On average, states spend about 16 percent of their general fund budgets on Medicaid. That's second only to elementary and secondary education, which eats up an average of 45 percent of most state budgets.

At a Medicaid hearing last week before the House Energy and Commerce Committee, Rep. Joe Pitts, R-Pa., cited a May 2010 report from the Kaiser Family Foundation, a private, nonprofit health research group. It said that Pennsylvania's Medicaid expansion could add nearly 683,880 people and cost the state more than $2 billion from 2014 to 2019.

But the Kaiser figures Pitts cited were "enhanced" cost estimates, based on higher-than-usual sign-up rates for new enrollees.

The GOP study based Medicaid cost projections for 19 of the 50 states on these "worst-case scenarios" from the Kaiser report, said January Angeles, a policy analyst at the liberal Center on Budget and Policy Priorities.

The study used the enhanced Kaiser estimates when other state-level data were unavailable.

Under Kaiser's standard estimates, which used historic enrollment patterns that track more closely to the CBO's projections, Pennsylvania was projected to have 482,000 new enrollees at a cost of just over $1 billion from 2014 to 2019.

That's 1.4 percent more than Pennsylvania would spend on Medicaid if there were no expansion, the report said.

Using the same methodology, Kaiser estimates that the additional enrollees would boost national state spending for Medicaid by an average of 1.4 percent — just over $21 billion — from 2014 to 2019. The figure goes to $43.2 billion — 2.9 percent — under the worst-case enrollment scenario.

Neither amount is small, especially when so much uncertainty surrounds states' long-term fiscal health. But the Kaiser projections don't constitute a dramatic increase, in the judgment of Robin Rudowitz, the associate director of the Kaiser Commission on Medicaid and the Uninsured.

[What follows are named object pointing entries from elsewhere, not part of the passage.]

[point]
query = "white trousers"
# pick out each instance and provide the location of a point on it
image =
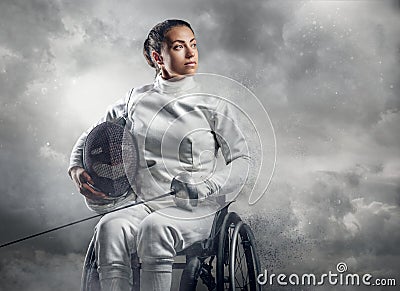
(155, 236)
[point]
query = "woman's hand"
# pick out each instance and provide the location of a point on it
(186, 193)
(84, 184)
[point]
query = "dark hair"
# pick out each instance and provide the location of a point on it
(157, 36)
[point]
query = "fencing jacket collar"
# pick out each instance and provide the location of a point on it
(174, 85)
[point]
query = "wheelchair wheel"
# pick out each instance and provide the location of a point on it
(237, 262)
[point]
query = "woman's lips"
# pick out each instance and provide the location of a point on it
(190, 64)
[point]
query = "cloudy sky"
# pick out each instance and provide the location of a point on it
(326, 71)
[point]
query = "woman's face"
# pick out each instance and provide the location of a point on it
(179, 55)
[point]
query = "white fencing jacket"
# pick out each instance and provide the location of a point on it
(178, 128)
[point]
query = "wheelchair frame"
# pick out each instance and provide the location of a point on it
(226, 260)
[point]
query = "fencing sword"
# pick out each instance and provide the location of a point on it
(85, 219)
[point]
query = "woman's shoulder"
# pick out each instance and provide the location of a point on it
(142, 89)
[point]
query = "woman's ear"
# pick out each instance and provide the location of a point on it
(157, 57)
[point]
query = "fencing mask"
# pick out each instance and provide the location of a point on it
(110, 155)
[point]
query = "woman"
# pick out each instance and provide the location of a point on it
(178, 138)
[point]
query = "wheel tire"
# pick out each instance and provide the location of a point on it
(244, 265)
(237, 269)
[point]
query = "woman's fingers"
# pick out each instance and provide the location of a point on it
(90, 193)
(87, 177)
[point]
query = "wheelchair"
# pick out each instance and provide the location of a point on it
(226, 260)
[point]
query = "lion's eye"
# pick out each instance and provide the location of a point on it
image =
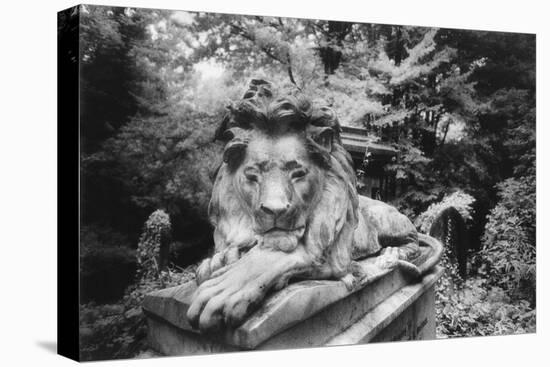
(297, 174)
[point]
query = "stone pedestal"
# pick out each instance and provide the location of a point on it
(386, 306)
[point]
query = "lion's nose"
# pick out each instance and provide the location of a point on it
(274, 209)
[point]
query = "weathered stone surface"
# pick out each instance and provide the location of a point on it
(307, 313)
(409, 314)
(406, 314)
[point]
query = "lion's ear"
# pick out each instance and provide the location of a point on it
(234, 152)
(322, 136)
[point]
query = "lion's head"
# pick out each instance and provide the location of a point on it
(285, 179)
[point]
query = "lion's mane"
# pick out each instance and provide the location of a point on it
(332, 222)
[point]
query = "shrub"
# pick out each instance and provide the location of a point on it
(509, 249)
(107, 264)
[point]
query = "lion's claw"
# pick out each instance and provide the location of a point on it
(389, 258)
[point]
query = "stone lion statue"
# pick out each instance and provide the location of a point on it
(284, 206)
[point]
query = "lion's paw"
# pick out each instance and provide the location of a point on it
(210, 266)
(228, 297)
(389, 258)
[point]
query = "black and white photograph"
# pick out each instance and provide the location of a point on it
(245, 184)
(258, 182)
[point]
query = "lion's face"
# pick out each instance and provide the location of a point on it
(278, 183)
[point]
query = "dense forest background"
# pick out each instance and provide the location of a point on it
(458, 105)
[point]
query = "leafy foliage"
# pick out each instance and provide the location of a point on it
(118, 330)
(509, 252)
(479, 309)
(458, 105)
(458, 200)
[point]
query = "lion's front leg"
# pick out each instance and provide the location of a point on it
(235, 290)
(227, 256)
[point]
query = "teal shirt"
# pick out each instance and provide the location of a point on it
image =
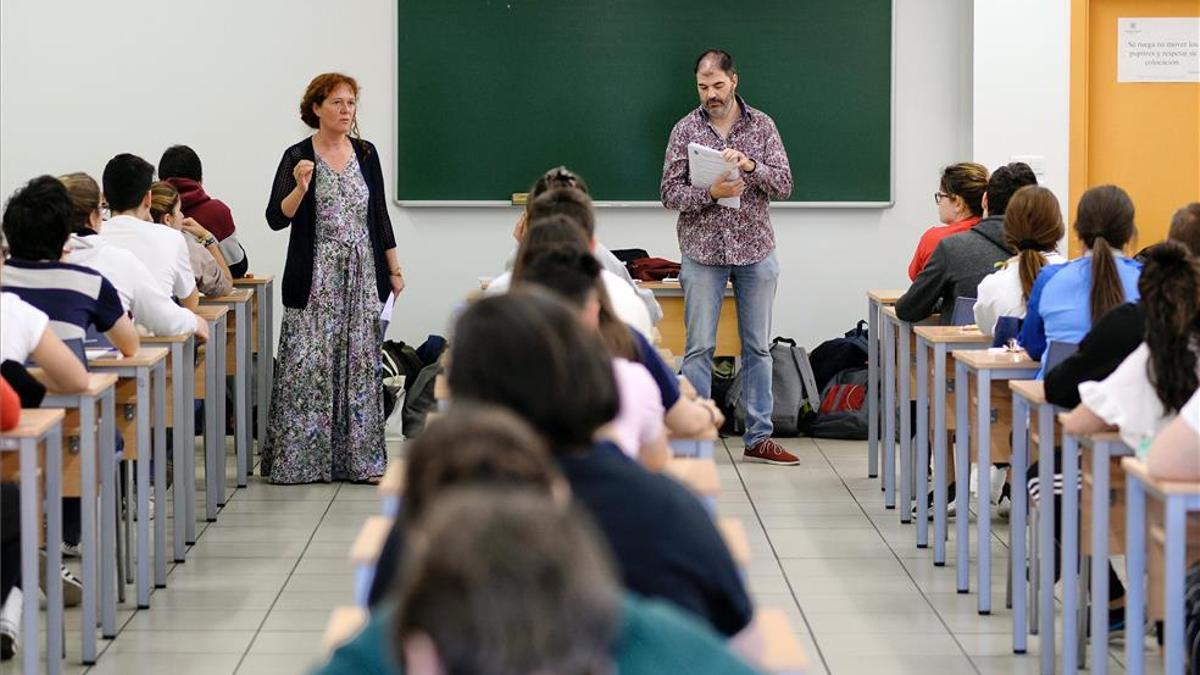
(654, 638)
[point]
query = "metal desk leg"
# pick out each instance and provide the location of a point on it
(108, 491)
(180, 436)
(922, 444)
(940, 469)
(241, 393)
(905, 424)
(889, 416)
(29, 529)
(961, 476)
(1045, 542)
(873, 390)
(1069, 565)
(1135, 566)
(1099, 559)
(88, 449)
(1017, 521)
(53, 551)
(1173, 587)
(983, 508)
(189, 484)
(160, 475)
(143, 491)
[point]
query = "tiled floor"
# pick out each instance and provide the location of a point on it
(257, 587)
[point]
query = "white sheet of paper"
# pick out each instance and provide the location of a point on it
(385, 315)
(706, 165)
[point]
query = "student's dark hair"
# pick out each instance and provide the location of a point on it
(1170, 296)
(37, 220)
(1005, 181)
(474, 444)
(969, 181)
(1104, 223)
(719, 58)
(84, 198)
(564, 388)
(568, 202)
(545, 232)
(507, 583)
(1032, 226)
(1186, 227)
(126, 180)
(180, 161)
(553, 179)
(571, 272)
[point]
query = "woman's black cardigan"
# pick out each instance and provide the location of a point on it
(303, 238)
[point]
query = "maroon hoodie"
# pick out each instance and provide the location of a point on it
(213, 214)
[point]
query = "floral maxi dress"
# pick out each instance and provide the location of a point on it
(327, 408)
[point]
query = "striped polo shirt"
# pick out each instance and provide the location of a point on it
(73, 297)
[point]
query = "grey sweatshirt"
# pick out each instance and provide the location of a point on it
(958, 264)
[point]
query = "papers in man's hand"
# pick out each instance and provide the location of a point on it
(706, 166)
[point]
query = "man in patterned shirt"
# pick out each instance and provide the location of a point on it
(721, 244)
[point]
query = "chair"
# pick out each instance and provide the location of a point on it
(964, 311)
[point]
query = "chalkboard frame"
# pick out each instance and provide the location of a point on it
(653, 203)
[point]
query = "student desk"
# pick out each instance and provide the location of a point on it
(1030, 395)
(365, 554)
(180, 416)
(214, 408)
(936, 341)
(1104, 452)
(96, 443)
(37, 428)
(391, 487)
(985, 366)
(875, 302)
(1177, 501)
(675, 328)
(239, 344)
(142, 392)
(263, 345)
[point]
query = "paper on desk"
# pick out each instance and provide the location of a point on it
(706, 166)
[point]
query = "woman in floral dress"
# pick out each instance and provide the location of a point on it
(327, 407)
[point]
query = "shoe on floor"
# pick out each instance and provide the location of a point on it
(10, 623)
(769, 452)
(72, 589)
(71, 550)
(951, 506)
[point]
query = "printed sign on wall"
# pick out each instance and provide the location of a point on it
(1158, 49)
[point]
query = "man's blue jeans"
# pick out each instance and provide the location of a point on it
(754, 288)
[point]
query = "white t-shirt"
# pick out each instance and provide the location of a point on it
(1000, 293)
(141, 294)
(625, 303)
(1127, 400)
(22, 327)
(161, 249)
(640, 418)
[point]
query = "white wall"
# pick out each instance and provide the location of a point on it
(84, 81)
(1023, 85)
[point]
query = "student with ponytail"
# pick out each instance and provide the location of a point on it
(1032, 227)
(1155, 382)
(1067, 299)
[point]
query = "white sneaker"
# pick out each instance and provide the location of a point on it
(10, 623)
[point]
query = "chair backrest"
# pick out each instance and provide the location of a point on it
(1057, 352)
(1007, 328)
(964, 311)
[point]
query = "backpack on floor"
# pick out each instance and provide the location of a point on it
(419, 400)
(843, 412)
(838, 354)
(792, 388)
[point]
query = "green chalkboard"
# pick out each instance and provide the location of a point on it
(491, 93)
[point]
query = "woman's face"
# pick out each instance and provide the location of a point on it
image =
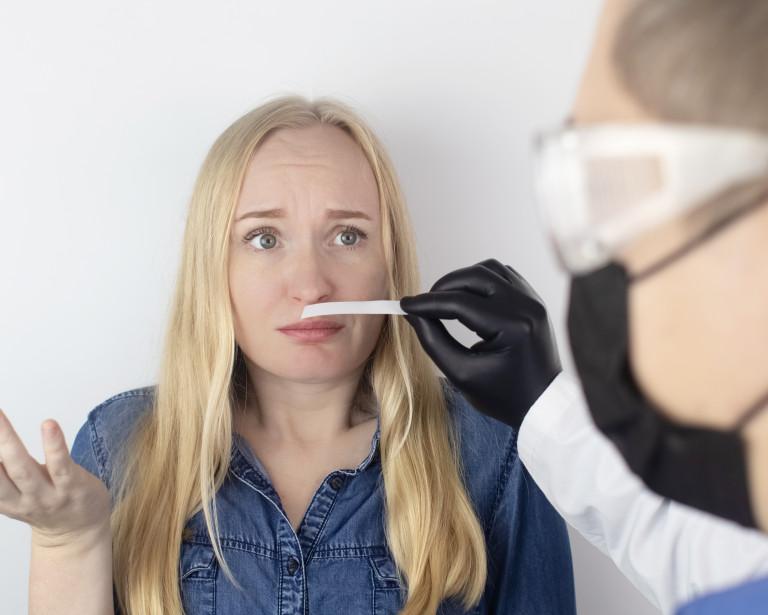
(307, 229)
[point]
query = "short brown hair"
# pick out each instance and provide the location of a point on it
(698, 61)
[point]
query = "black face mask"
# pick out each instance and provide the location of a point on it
(703, 468)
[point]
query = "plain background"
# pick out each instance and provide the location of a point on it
(108, 109)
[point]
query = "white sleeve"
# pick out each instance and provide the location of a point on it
(670, 552)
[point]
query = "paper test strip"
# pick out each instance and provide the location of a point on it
(352, 307)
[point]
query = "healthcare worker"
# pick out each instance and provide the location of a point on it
(656, 196)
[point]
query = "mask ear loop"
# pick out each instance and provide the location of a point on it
(689, 246)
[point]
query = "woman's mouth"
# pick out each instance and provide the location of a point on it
(312, 330)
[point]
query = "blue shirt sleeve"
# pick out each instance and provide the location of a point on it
(748, 599)
(530, 569)
(84, 450)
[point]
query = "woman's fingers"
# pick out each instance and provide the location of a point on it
(22, 470)
(8, 490)
(57, 458)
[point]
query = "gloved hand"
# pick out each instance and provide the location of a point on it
(517, 359)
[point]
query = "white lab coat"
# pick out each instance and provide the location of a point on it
(672, 553)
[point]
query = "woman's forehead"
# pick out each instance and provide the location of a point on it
(319, 165)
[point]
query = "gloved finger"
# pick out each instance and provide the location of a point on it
(448, 354)
(475, 279)
(470, 310)
(513, 277)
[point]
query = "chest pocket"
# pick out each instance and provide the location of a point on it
(198, 569)
(388, 594)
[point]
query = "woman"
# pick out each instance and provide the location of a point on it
(276, 468)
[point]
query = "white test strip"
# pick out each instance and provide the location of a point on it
(352, 307)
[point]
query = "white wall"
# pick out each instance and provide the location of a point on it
(108, 107)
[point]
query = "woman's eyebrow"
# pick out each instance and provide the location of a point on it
(263, 213)
(332, 214)
(336, 214)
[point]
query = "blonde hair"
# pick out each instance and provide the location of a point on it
(697, 61)
(432, 529)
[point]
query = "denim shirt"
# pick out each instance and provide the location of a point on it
(338, 560)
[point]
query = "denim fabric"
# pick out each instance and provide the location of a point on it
(338, 561)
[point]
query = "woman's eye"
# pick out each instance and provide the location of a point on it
(264, 241)
(347, 237)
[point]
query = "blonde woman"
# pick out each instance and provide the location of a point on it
(280, 465)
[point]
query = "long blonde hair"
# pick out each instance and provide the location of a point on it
(432, 529)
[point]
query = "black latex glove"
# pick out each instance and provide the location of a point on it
(517, 359)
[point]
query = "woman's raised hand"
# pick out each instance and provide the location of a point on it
(62, 502)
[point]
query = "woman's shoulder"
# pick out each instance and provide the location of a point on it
(487, 450)
(106, 428)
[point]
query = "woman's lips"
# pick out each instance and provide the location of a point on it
(312, 330)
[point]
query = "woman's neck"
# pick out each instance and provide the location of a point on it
(301, 413)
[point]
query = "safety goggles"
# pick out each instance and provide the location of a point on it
(599, 187)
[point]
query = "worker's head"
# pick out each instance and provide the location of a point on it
(658, 200)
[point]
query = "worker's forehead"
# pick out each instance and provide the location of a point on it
(602, 97)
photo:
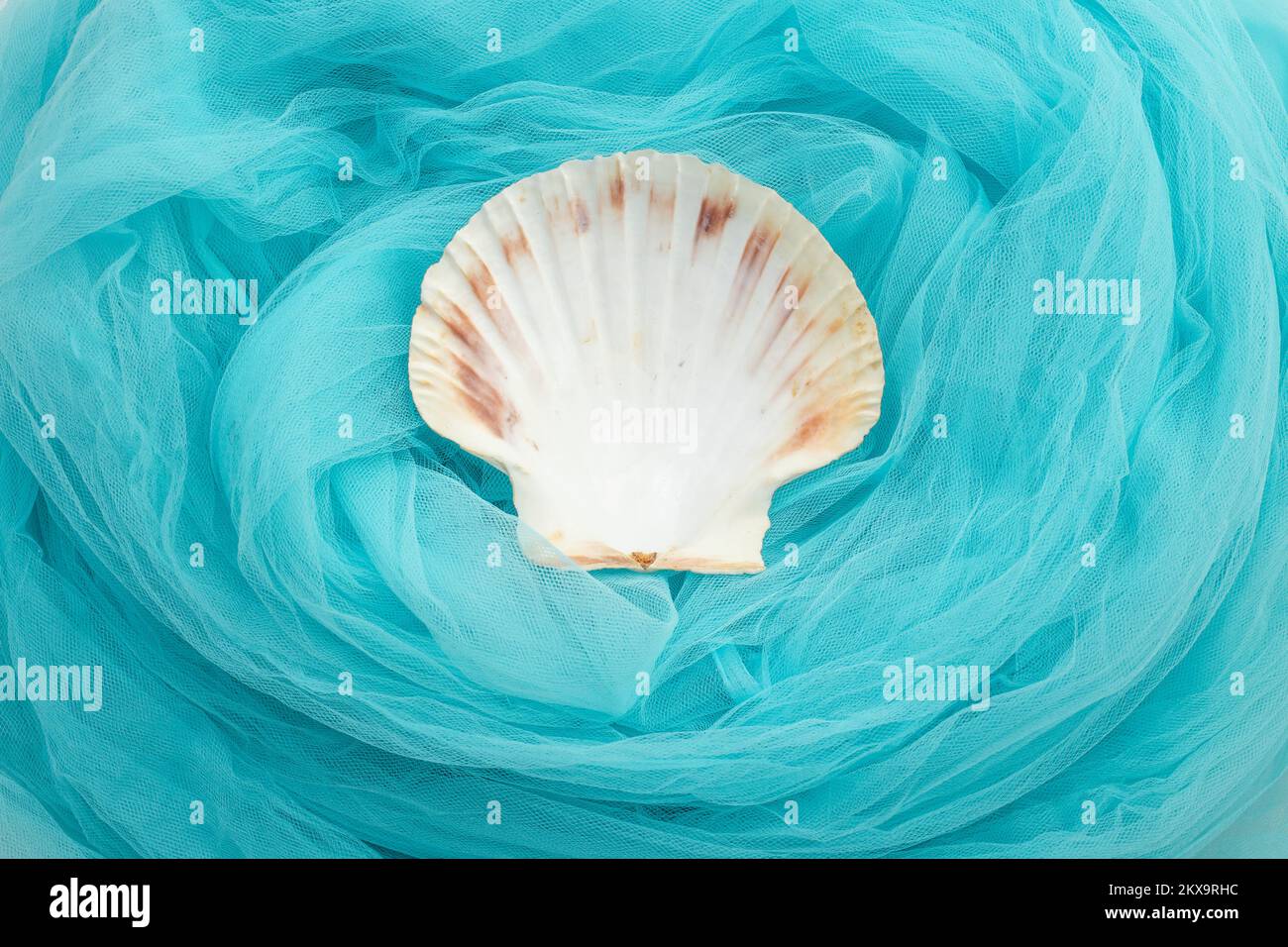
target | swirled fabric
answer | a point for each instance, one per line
(300, 620)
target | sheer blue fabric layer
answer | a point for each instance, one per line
(316, 629)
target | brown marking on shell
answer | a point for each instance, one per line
(460, 325)
(514, 245)
(755, 256)
(811, 432)
(483, 401)
(617, 188)
(579, 215)
(712, 217)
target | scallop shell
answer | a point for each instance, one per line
(649, 347)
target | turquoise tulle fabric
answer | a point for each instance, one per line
(316, 629)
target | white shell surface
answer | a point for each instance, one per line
(648, 346)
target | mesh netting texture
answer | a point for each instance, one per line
(316, 629)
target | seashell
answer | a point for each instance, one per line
(649, 347)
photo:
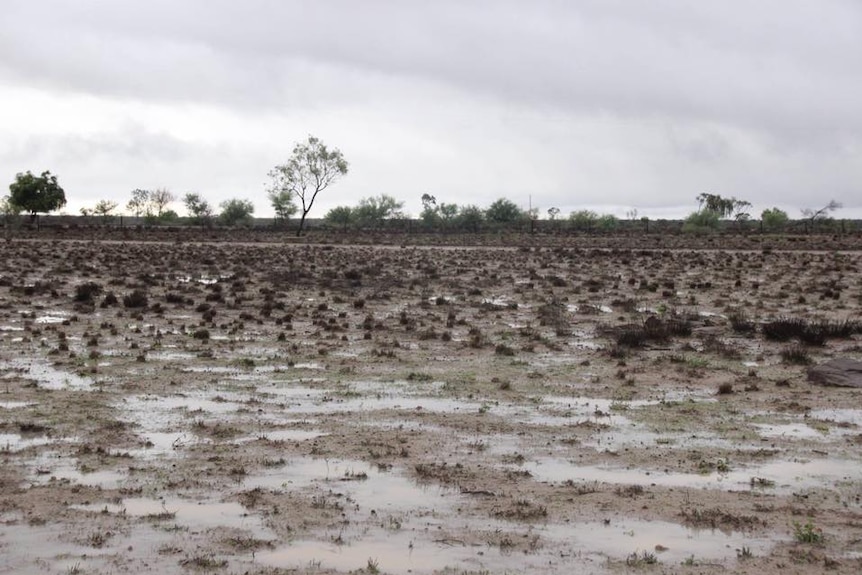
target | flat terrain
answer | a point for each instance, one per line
(264, 408)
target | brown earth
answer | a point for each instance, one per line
(263, 407)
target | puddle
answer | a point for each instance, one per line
(784, 476)
(12, 442)
(49, 319)
(851, 416)
(622, 537)
(392, 553)
(589, 308)
(16, 404)
(790, 431)
(165, 443)
(47, 376)
(367, 487)
(171, 356)
(52, 466)
(581, 547)
(193, 514)
(291, 435)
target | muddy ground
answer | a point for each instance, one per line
(264, 408)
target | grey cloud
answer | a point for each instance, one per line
(730, 96)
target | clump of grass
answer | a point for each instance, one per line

Consider that in 2009 alone, the states collectively spent more than $123 billion on Medicaid, Rudowitz noted, about one-third of Medicaid's total cost that year. The federal government paid the other two-thirds.

Aaron said that fighting about the numbers distracted from the central policy issues that should drive the debate.

"Reasonable people can reach different numerical estimates, but in order to avoid chaos, we need to use one set of numbers," Aaron said. "Until somebody comes along with a demonstrably better record, CBO's are the numbers we ought to use."

Knowing that states could face budget problems in implementing the health care law, President Barack Obama agreed this month to a modest change: He moved the date when states could modify portions of their Medicaid coverage from 2017 to 2014, as long as the changes met the coverage goals of the new law.

Obama wants concerned governors to form a bipartisan committee to work with the Department of Health and Human Services on ways to cut Medicaid program costs without affecting the level of care. But many GOP governors say the new law hampers those efforts because it requires states to maintain their Medicaid enrollment and eligibility levels until 2014.

At the hearing last week before the House Energy and Commerce Committee, Mississippi Gov. Haley Barbour asked for more flexibility to restructure the program. Barbour, a potential 2012 GOP presidential candidate, suggested turning Medicaid into a block grant, in which states would get lump sums of federal money to operate and restructure the program with little federal oversight.

"We'll take that every time," Barbour told the committee.

The Obama administration rejected the proposal. Experts say that such fixed funding would leave states and localities vulnerable to higher costs when economic downturns caused program enrollment to spike, as it did during the recent Great Recession.

"Block-granting Medicaid is no panacea for states," said Rep. Frank Pallone, D-N.J. "The flexibility my Republican colleagues seek seems more directed at destroying the Medicaid program than strengthening it."